Pipelines: Add authentication with ServiceAccountToken

Created on 15 Feb 2021  路  14Comments  路  Source: kubeflow/pipelines

Problem Statement

Clients in various namespaces (e.g., Notebooks) need to access the Pipelines API. However, there is currently no way for these clients to authenticate to the Pipelines API:
https://github.com/kubeflow/pipelines/issues/4440
https://github.com/kubeflow/pipelines/issues/4733
In-cluster clients need a way to authenticate to the KFP API Server.

Proposed Solution

The correct way to do this is by using audience-scoped ServiceAccountTokens. In Arrikto's Kubeflow distribution, we have been successfully using this method for a long time, in numerous customer environments. We want to upstream this solution so the whole community can benefit as well, since we see this is an issue many users bump into.
Changes need to happen in 2 places:

  • API Server, which needs to support authentication with ServiceAccountToken.
  • KFP Client, to better support this authentication method.

/assign @yanniszark
cc @Bobgy

Most helpful comment

@elikatsis @yanniszark If any help is needed so this can be added for 1.3 please let me know. I think a large portion of the community has been waiting for this a while now and it would be great to have it included in 1.3.

All 14 comments

Thank you for the proposal! I'd love to see it getting it upstreamed too. It's a common request in #4440.

Hello!

I'll provide an update here as I'll be pushing a PR covering the backend part very soon.
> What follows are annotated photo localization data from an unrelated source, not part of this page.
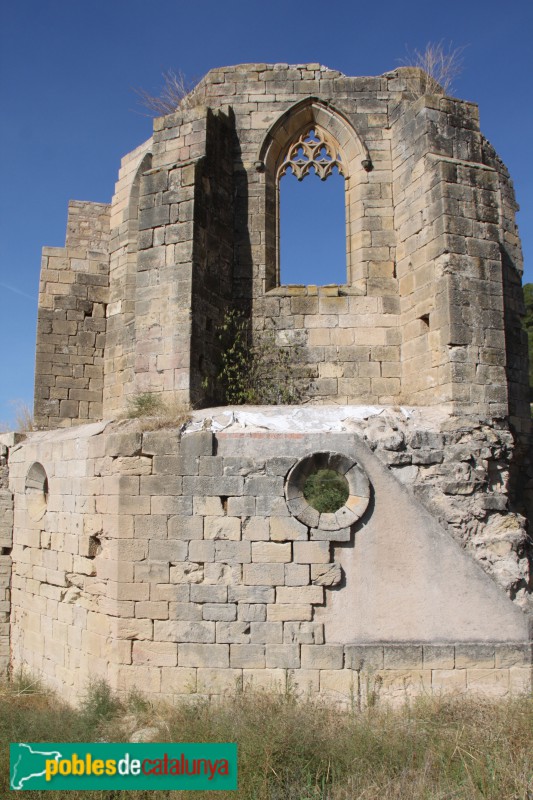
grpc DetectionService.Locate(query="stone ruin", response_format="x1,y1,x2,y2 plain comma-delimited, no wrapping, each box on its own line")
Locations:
0,63,531,704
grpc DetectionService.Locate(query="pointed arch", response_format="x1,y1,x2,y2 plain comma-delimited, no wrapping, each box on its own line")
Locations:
258,97,370,172
126,152,153,223
257,98,372,290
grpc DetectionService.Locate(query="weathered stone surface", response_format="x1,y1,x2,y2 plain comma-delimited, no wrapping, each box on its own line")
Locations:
5,61,532,706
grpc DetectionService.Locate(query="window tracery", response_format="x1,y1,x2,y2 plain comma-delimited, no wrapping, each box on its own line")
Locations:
278,128,345,181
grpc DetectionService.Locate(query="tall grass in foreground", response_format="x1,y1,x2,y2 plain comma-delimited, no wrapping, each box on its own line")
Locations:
0,678,531,799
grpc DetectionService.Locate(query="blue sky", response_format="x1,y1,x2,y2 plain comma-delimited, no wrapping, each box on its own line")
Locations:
1,0,532,427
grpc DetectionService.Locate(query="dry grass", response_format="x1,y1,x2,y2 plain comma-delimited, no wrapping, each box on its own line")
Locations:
123,393,191,431
400,40,466,97
0,677,531,799
0,400,34,434
135,69,195,116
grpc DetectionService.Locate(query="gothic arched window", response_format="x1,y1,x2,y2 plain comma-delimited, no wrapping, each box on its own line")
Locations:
257,99,370,293
278,127,346,285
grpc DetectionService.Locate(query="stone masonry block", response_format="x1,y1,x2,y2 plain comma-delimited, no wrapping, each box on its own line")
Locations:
135,601,169,619
237,604,266,622
180,431,214,459
197,668,243,695
423,645,455,669
141,431,182,456
242,518,270,541
344,645,384,670
202,603,237,621
494,643,531,668
270,517,308,541
466,668,509,696
203,563,242,585
204,517,241,541
293,541,330,564
250,622,283,644
266,644,300,669
109,618,153,640
267,604,313,622
178,644,229,668
154,620,215,643
190,584,228,603
227,496,255,516
215,541,250,563
431,669,467,694
301,645,343,670
276,586,324,604
455,644,495,669
134,562,171,583
188,540,215,562
383,645,423,669
169,602,203,621
105,432,142,457
183,477,244,496
170,563,204,584
284,622,324,645
252,542,292,562
230,644,266,669
168,517,203,540
152,496,192,515
148,540,189,562
215,621,251,644
193,496,224,515
244,563,285,585
132,641,177,667
509,667,533,693
288,668,320,695
242,669,286,693
319,670,356,697
160,667,197,695
228,586,274,603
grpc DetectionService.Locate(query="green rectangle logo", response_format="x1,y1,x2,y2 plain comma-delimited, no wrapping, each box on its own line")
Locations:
10,742,237,790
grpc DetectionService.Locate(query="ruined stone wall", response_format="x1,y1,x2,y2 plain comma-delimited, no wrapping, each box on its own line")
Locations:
189,110,235,405
8,424,113,691
104,140,152,417
31,65,528,425
0,434,14,675
8,416,531,703
35,201,110,428
94,65,528,419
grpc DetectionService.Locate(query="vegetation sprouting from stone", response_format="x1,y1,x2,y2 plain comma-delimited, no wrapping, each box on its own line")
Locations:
522,283,533,399
0,401,34,433
124,393,191,430
126,392,166,418
400,40,466,97
303,468,350,513
135,69,193,116
213,309,305,405
0,678,532,799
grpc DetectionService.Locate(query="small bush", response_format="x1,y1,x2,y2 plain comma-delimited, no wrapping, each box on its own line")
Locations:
80,679,124,730
124,393,191,431
304,469,349,513
213,310,307,405
125,393,166,418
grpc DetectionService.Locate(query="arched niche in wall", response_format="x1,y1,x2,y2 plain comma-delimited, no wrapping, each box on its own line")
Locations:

As mentioned in the first comment, we are adding a new authentication method: authentication using ServiceAccountTokens.
For this, we need the clients to put ServiceAccountTokens in requests and the backend (KFP API server) to retrieve them and authenticate the requests.

How will this ServiceAccountToken find its way in the requests?

  1. The client finds a proper ServiceAccountToken (more on this later on)
  2. It adds an Authorization: Bearer <token> header in all requests

What does the authentication cycle of the backend look like?

  1. We will extend the authentication mechanisms of the KFP API server with one more authenticator [and we will make the available authenticators extendable]
  2. Every request will pass through all available authenticators (currently, Kubeflow-UserID header and ServiceAccountToken) until one succeeds.
    Then, that is, if one succeeds, authentication succeeds.
    Otherwise, that is, if all authenticators have failed, the request is considered unauthenticated.

How does the ServiceAccountToken authenticator work?

  1. The KFP API server creates a TokenReview using the ServiceAccountToken retrieved from the requests bearer token header and some expected audience (for the KFP case, this can be ml-pipeline)
  2. Kubernetes responds (with the TokenReviewStatus) whether the token is associated with a known user and with what audience
  3. The KFP API server verifies that ml-pipeline is in the audience specified in the Kubernetes response
  4. The KFP API server considers the request authenticated and assumes the user specified by Kubernetes in its response

Useful links:

How does the client find a ServiceAccountToken to use?

Kubernetes has built-in ways to project tokens with specific audience for the ServiceAccount of a pod.
Each container of a pod mounts the token similarly to how it would mount some volume.
The kubelet generates a token and stores it in a file. Then, to retrieve the token, it's just a matter of reading this file.

The KFP client should have a seamless way to

  1. retrieve the path where the token is mounted,
  2. read it, and
  3. use it in request headers.

The token has an expiration time, however the kubelet makes sure to refresh this token before it expires.
So, finally, the client should re-read the token every now and then.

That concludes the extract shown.